General Climbing Discussion

Topic Date User
I Need Cams ! 25-Sep-2003 At 1:19:18 PM dodgy
Message
OK, maybe I'm biased but I have BD Camalots from 0.5 to 4. Basically, because of the range they cover (the double axle is the difference) you need less of them on your rack. But they are a bit heavier and more expensive than most others. They also have a really nice trigger action. And I've seen a number 4 that was "tested", I really dont think I'll ever see one break...
I also have three small aliens 0, 0.5 and 1 (the 1 is similar to a BD 0.5), they have much more flexible stems than the small BD ones, so less chance of walking.
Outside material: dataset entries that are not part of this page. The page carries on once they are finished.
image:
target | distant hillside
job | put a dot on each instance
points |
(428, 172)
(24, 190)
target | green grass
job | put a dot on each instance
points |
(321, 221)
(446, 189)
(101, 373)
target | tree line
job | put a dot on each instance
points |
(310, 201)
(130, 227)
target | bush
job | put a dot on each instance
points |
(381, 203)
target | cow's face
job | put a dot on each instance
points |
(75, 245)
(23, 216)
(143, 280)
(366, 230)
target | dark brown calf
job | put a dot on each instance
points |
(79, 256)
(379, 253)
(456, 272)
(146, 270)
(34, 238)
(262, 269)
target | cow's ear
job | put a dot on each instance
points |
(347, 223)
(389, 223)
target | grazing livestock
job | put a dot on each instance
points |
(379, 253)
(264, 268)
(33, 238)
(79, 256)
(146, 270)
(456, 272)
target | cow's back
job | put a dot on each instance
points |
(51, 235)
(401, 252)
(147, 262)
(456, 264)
But the aliens are nowhere near as strong, and are not tested like BD or wild Country gear. Both BD and Wild Country use 3 sigma testing. The ratings on Aliens are not confirmed by batch testing like the others, also Aliens are designed for aid use, not big falls. The lobes are quite soft compared to BD (different alloy) and will tear under a big load. REI in the states actually de-rated the Aliens in their own tests. I would only really use the aliens this way in an ideal situation (the #0 has made a nice rest on one route). Interesting that the BD cams are si,ilar in price here to the USA (the improving $A makes them a bit dearer but I can get you about 20% off (BTW) so similar, but Aliens are dearer, in the states Aliens are cheaper than Camalots, so what we have here is a greedy importer...
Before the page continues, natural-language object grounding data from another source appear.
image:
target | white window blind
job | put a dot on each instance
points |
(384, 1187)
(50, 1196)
I think it is very easy to be fascinated by the engineering of really tiny cams, but keep in mind they have very small ranges too. A #0.1 Camalot covers 8.6-13.7 mm, so if you place it in an 11mm crack and it walks into a wider area, say 13mm (a whole 2mm change) do you think it will be reliable? I'll always try to use a nut first, and I can buy a set of RP's or nearly a full set of nuts...for less than one small cam.